Larry Fink a constaté que la réaffectation des capitaux liée à la prise en compte du risque climatique s’est accélérée « encore plus vite que je ne l’avais pensé », en raison de la pandémie. Pour lui, « nous sommes à l’aube d’une longue phase de transition qui s’accélère rapidement, se déploiera sur de nombreuses années et bouleversera les prix des actifs de tous types ».
Dans ce contexte, BlackRock compte aussi faire sa part. Larry Fink annonce que sa société s’engage en faveur de l’objectif de zéro émission nette de gaz à effet de serre d’ici à 2050 au plus tard. « Aujourd’hui nos activités opérationnelles sont neutres en carbone et nous nous sommes engagés en faveur de l’objectif de zéro émission nette de gaz à effet de serre d’ici à 2050 au plus tard », peut-on lire.
Diversité, équité et inclusion
Si la question du climat monopolise une bonne partie de la lettre, la diversité fait aussi partie des préoccupations de Larry Fink.
« Bien que les questions de race et d’origine ethnique varient considérablement d’un pays à l’autre, nous attendons des entreprises du monde entier qu’elles se dotent d’une stratégie leur permettant d’exploiter le plus large éventail possible de talents.
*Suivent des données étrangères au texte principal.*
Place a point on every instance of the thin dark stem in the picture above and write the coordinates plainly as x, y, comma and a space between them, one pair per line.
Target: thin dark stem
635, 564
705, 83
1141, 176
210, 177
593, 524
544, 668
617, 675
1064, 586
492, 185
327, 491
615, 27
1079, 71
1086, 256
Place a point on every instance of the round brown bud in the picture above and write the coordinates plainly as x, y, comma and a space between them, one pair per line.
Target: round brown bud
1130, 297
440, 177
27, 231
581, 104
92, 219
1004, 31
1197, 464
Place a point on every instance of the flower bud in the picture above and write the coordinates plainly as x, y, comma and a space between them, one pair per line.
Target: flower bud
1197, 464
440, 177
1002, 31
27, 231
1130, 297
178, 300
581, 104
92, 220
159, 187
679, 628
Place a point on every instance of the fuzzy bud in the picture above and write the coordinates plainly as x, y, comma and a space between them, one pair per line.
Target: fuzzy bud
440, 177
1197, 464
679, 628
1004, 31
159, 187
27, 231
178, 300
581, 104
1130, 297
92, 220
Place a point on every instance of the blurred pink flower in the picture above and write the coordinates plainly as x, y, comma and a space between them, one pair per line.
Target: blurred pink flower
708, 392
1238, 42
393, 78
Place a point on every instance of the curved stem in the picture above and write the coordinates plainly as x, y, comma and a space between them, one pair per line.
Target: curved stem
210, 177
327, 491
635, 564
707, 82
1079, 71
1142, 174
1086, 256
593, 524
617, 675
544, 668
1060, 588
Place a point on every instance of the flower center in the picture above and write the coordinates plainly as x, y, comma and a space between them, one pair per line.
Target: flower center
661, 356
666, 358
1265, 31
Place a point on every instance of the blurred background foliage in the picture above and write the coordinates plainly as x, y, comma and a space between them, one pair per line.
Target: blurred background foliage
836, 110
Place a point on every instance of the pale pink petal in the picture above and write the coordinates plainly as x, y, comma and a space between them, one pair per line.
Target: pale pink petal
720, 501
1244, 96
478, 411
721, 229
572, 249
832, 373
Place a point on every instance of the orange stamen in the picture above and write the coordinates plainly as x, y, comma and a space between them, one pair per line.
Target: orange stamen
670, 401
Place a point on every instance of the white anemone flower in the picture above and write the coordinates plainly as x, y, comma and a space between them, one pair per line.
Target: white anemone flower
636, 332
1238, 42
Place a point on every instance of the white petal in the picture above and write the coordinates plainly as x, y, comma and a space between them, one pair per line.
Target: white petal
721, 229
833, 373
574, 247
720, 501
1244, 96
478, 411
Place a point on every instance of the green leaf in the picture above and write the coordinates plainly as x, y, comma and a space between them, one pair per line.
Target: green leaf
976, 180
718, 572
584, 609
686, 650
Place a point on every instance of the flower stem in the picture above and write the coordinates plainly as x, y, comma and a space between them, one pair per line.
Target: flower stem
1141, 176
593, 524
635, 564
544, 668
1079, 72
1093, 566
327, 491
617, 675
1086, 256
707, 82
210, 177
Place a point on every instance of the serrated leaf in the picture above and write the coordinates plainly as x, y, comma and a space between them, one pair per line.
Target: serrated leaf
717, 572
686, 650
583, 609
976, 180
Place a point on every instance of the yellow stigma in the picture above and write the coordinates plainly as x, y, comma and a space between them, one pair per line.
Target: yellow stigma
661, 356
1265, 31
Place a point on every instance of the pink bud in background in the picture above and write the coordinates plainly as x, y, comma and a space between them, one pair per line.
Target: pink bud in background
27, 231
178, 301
Dans le cadre de la publication de vos rapports sur le développement durable, nous vous demandons de veiller à ce que les informations communiquées concernant votre stratégie de gestion des talents reflètent pleinement vos projets à long terme visant à améliorer la diversité, l’équité et l’inclusion selon les régions. Nous nous imposons cette même exigence », écrit le dirigeant.
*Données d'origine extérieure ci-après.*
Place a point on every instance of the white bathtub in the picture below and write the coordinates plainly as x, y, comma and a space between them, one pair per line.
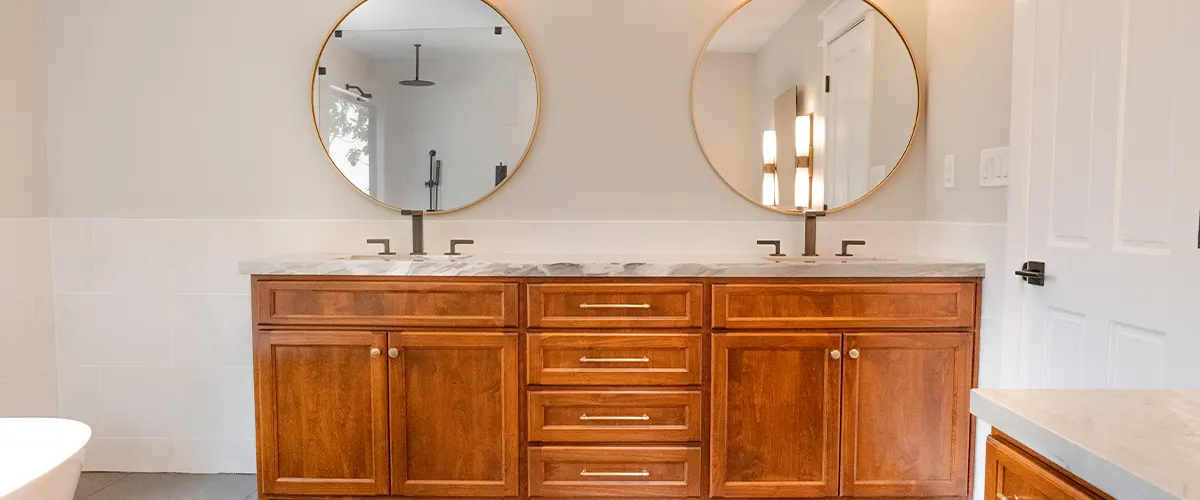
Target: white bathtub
41, 458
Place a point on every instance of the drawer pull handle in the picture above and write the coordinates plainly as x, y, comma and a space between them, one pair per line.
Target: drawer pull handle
642, 474
615, 306
586, 417
613, 360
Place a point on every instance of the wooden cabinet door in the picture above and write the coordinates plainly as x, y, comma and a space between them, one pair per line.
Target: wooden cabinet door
322, 413
775, 403
905, 416
454, 414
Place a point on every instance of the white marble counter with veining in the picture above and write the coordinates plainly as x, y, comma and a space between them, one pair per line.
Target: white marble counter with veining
534, 265
1129, 444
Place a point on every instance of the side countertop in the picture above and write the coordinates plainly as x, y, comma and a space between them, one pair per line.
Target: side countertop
615, 265
1128, 444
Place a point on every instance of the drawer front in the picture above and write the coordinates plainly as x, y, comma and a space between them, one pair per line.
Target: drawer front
387, 303
581, 471
844, 306
1012, 475
613, 359
633, 416
616, 306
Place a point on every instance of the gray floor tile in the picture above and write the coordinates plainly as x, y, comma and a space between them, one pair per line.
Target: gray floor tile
179, 487
93, 482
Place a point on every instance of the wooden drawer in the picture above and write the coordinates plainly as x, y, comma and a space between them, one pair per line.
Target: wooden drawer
616, 305
633, 416
844, 306
387, 303
1013, 474
613, 359
579, 471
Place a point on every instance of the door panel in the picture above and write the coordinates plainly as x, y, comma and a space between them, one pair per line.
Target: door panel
454, 414
323, 411
775, 402
905, 414
1105, 194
Pour finir, Larry Fink se dit être « de nature optimiste » et il constate que de nombreuses entreprises « prennent ces défis au sérieux ». Mais pour lui, « il faut aller encore plus vite pour créer davantage d’emplois, une plus grande prospérité et une meilleure intégration. Je crois fermement en la capacité des entreprises à nous aider à sortir de cette crise et à bâtir un capitalisme plus solidaire ».